Miami Beach Luxury Garage
Innovation lures luxury fashion, celebrity parties,penthouse dwellers, restaurant and, oh yes, 300 cars
Come and see the new innovative garage in Miami Beach. A seventh-level aerie atop a surreal parking garage that serves at times as party space !
This $65-million bravura composition of intersecting planes and angular piers, called 1111 Lincoln Road, does indeed park 300 cars in its mostly wall-free structure. It includes fashion retailers and residences.
The different levels rhythmically jut forward and recede. The floor heights range from the parking standard of about seven feet to as high as 34 feet.
The architectural allure and the view are why the garage is in demand for weddings and other fetes. Developer Robert Wennett, president of Urban Investment Advisors, cooked up an idiosyncratic commercial formula: Architecturally spectacular parking structure attracts high-end retail, which helps sell a penthouse residence and attract events.
Standing improbably alone on the fifth floor, a glass jewel box of a store is a delight to encounter. Called Alchemist, it sets out the wares of sought-after designers such as Rick Owens, Martin Margiela and Chrome Hearts as if they were precious artworks. It need not share street frontage with beachwear boutiques because it is a destination for aficionados. With only parked cars for company, the cognitive dissonance of its location telegraphs chic.
Wennett is finishing an all-glass rooftop restaurant and building a penthouse residence.
By any conventional real-estate formula, neither the building form nor the odd revenue-producing combination makes any sense. It’s hard to see where the architectural concept ends and Wennett’s commercial savvy begins.
Technically the garage is an addition to a beefy, unloved cast-concrete building put up in 1968 and formerly occupied by SunTrust bank.

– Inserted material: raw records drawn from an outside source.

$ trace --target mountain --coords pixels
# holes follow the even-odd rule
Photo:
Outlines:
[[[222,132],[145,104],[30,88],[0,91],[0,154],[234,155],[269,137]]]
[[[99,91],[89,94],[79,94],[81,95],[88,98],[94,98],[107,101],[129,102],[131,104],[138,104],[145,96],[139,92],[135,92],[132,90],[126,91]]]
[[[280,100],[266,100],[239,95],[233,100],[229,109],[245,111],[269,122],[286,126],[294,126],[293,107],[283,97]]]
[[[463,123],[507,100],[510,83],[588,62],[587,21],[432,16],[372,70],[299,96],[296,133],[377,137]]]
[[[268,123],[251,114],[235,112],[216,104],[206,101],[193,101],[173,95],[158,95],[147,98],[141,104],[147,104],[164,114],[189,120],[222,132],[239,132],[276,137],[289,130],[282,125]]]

Its deeply recessed windows and bulging forms shout fortress.
With $6.2 million from the city of Miami Beach, landscape architect-du-jour Raymond Jungles extended the pedestrian mall a full block to front 1111. He installed striped black-and-white stone paving, towering bald cypresses, round burbling pools and a curvy Dan Graham glass sculpture.

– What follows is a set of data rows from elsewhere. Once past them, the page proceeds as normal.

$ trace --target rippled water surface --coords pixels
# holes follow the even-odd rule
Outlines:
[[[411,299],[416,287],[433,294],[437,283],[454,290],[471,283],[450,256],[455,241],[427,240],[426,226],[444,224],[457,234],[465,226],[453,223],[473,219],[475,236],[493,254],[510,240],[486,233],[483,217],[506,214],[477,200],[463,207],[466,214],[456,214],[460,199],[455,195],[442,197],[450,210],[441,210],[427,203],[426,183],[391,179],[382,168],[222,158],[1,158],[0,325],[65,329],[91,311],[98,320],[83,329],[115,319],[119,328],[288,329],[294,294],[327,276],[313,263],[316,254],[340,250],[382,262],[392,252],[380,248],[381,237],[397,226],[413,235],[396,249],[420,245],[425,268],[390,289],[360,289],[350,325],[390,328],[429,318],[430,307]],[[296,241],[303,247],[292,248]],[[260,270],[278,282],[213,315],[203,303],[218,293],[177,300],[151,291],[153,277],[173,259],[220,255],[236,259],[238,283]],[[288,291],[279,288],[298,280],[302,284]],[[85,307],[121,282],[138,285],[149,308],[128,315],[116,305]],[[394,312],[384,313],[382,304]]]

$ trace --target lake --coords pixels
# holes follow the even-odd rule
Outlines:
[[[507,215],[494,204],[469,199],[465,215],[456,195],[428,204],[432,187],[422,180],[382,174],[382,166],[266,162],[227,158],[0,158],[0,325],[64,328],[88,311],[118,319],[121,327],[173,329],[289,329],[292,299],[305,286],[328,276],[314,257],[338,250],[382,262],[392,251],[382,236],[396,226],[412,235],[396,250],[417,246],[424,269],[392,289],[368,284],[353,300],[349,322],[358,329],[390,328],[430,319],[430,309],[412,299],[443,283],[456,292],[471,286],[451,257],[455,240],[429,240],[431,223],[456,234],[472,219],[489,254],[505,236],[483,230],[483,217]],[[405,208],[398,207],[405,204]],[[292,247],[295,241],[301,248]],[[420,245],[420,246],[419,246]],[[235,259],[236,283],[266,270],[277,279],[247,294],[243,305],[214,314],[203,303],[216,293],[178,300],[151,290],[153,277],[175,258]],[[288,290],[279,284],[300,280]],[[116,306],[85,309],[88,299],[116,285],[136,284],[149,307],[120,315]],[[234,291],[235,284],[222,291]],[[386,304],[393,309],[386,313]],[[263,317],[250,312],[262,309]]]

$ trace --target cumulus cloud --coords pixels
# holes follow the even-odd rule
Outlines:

This bossa nova setting helped Wennett lure high-style fashion retailers as well as Taschen, an art-book store, Inkanta, a design store, and a just-opened Miami outpost of restaurateur Danny Meyer’s Shake Shack. Wennett personally sought the retailers he thought would make the whole add up to more than the sum of its parts.
It’s a landmark to Miami’s increasingly cosmopolitan and international allure.